Napoli

Vincenzo De Luca ha realizzato il suo sogno, ha svuotato in maniera irrimediabile il Partito Democratico napoletano rendendolo ancora più influente e isolato di quanto si potesse anche solo immaginare qualche mese fa.

A confermare la scomparsa del PD napoletano come soggetto politico vivo e legato alla comunità che vorrebbe rappresentare, è la lista di nomi che il segretario Leo Annunziata ha letto in una direzione regionale che in un caldo 11 agosto è stata convocata e svolta in streaming, con i soliti problemi di connessione, di ricezione e di comunicazione che però erano tipici dei dem anche prima degli streaming.

I nomi della lista, tolti gli uscenti che, data anche la lunga carriera, sono conosciuti su tutto il territorio, sono perfetti sconosciuti. 

Si va infatti dalla capolista che dovrebbe essere la paladina del civismo, Giordana Mobillo e che nessuno ha riuscerebbe a riconoscere neanche nelle stanze di Santa Brigida. Mobillo è una donna laureata in sociologia che vanta nel curriculum il lavoro di coordinatrice dei corsi di formazione professionale alla Multicenter School e capo del personale al “Comicon”, ma cosa più importante è figlia di Aldo Mobillo, sindaco di Pozzuoli dal ’93 al ’97. Una biografia anonima che non giustifica certo la guida della lista del partito di maggioranza della coalizione deluchiana nel collegio più grande della regione.
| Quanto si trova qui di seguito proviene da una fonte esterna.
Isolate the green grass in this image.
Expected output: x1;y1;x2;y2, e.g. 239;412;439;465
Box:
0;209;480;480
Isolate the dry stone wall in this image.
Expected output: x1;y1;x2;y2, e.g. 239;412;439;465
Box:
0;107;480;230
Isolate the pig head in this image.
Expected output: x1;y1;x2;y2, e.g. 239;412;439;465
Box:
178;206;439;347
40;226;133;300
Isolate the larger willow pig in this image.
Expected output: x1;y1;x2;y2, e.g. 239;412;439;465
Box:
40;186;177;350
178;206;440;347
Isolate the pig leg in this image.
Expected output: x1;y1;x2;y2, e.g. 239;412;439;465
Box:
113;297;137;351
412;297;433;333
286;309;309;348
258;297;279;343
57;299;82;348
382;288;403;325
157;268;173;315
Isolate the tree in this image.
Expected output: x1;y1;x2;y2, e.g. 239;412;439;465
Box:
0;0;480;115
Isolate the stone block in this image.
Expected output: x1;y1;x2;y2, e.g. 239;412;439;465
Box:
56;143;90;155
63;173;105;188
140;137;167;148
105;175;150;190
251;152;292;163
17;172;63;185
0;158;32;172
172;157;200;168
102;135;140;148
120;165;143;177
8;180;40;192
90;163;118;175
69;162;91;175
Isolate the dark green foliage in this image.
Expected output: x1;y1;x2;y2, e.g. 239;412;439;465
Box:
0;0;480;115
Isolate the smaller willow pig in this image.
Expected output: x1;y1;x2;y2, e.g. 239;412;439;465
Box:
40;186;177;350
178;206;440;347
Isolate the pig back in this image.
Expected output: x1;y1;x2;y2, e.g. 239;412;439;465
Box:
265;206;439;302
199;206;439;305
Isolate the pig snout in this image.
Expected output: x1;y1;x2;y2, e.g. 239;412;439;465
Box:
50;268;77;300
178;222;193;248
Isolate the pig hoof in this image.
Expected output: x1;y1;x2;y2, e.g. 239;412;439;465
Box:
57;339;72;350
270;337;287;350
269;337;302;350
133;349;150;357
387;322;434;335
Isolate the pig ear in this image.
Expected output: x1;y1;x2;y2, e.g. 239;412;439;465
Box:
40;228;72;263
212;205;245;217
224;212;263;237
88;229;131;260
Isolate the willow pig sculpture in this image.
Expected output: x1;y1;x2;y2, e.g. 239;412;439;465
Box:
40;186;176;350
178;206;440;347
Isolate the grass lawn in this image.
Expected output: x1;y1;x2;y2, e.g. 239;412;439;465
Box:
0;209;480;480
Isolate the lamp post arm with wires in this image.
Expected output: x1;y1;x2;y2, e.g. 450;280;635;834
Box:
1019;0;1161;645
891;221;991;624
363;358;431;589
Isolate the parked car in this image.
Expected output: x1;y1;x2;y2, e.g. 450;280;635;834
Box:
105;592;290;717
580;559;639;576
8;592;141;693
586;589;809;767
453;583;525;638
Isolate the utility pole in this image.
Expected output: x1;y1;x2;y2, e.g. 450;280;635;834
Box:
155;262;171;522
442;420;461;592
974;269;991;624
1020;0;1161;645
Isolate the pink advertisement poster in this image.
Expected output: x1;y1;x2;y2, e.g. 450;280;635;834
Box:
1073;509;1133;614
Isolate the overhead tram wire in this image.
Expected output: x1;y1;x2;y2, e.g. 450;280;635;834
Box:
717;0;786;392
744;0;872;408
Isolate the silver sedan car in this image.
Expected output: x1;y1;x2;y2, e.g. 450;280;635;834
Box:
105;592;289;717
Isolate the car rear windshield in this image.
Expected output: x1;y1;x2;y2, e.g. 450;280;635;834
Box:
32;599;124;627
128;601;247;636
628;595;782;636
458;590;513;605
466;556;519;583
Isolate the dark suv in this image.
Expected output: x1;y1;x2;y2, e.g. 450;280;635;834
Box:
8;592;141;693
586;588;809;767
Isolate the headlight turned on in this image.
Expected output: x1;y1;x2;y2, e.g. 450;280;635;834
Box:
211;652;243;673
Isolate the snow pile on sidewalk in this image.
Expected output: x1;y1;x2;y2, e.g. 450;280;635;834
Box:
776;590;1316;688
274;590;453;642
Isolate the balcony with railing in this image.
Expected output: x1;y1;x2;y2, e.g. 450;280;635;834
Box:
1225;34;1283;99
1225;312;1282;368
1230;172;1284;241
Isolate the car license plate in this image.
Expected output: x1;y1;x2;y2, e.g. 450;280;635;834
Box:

Di questo livello anche gli altri candidati, la maggior parte sconosciuti, nomi che nulla suscitano nell’elettorato e nella società. 
Ora che il Pd ha dimostrato ancora una volta quanto sia profonda e larga la faglia scavata in questa anni tra questo soggetto politico e la realtà quotidiana della città e della provincia di Napoli, il segretario metropolitano Marco Sarracino può anche iniziare ad ammettere che questo suo scorcio di segreteria è un fallimento.

Avevano promesso una rivoluzione e invece è arrivato un passo indietro che getta il partito di Via Santa Brigida in una condizione di irrilevanza non solo elettorale ma politica e culturale che oggi sembra insanabile. 

Non è arrivato il nome del luminare della scienza. Non è arrivato il nome del lavoratore che vive quotidianamente le conseguenze dei conflitti del mondo del lavoro a partire dalla Whirlpool. Non è arrivato il nome dell’intellettuale o dell’artista che in questa fase di ricostruzione del mondo vuole mettere a disposizione le sue competenze per ripensare la nostra società. Non sono arrivati i nomi che farebbero del Pd un partito con i piedi e la testa nella realtà che lo circonda.
Non c’è nulla nella lista dei democratici se non fosse per le contrapposizioni interne, le logiche correntizie, le battaglie intestine che negli anni hanno trasformato il Partito Democratico da primo partito liquido della storia italiana ad una bagnarola che imbarca acqua e affonda.

Davanti alla pochezza messa in campo suonano ancora più irrazionali e distaccate dalla realtà le parole che per mesi i dirigenti metropolitani di questo partito hanno ripetuto in tute le salse. 

De Luca intanto continua a crescere e si prepara ad abbattere l’ultimo ostacolo che lo separa dal trasformare la poltrona da presidente nel trono del re della Campania. Un ostacolo che anche in questi anni per il presidente non è stato né il Movimento 5 Stelle, né il centrodestra che oggi si sta spostando armi e bagagli a casa De Luca, ma proprio quel Partito Democratico sempre pronto ad implodere al suo interno per giochi di potere e ad esplodere all’esterno per mantenere un equilibrio innaturale tra i vari potentati di partito.